At the Sochi meeting, Medvedev told the media that the proposed takeover of Wadan would be a purely "private" business. Nevertheless, Merkel held out the prospect of German government credits or guarantees to support this solution for the shipyards (DPA, Handelsblatt, Interfax, August 14; Vedomosti, August 15; Financial Times Deutschland, August 17).
Under such arrangements, Russian capital would acquire the Wadan shipyards at a fraction of their real value. The shipyards possess a highly trained workforce, modern machinery, and advanced patents, such as Russia could not hope to develop on its own any time soon. From the German government’s standpoint, however, guaranteeing Russian state orders through the investors’ links to the Kremlin is a decisive consideration in favor of this solution.

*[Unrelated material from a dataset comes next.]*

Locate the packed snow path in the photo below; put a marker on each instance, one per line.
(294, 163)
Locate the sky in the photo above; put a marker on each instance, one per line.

In Sochi, Merkel urged Medvedev to go ahead with the Nord Stream project as a priority, "even if South Stream is also being pursued" (Die Welt, August 15). Such remarks have been heard repeatedly from the German side, reflecting anxiety that South Stream might divert Russian resources of gas and investment capital away from Nord Stream. Such anxiety is gratuitous, however, inasmuch as South Stream remains an implausible project.
Also on the inter-governmental agenda is a proposed Russia-Germany joint energy agency. If created, such an agency could nip the European Union’s common energy policy in its fragile bud.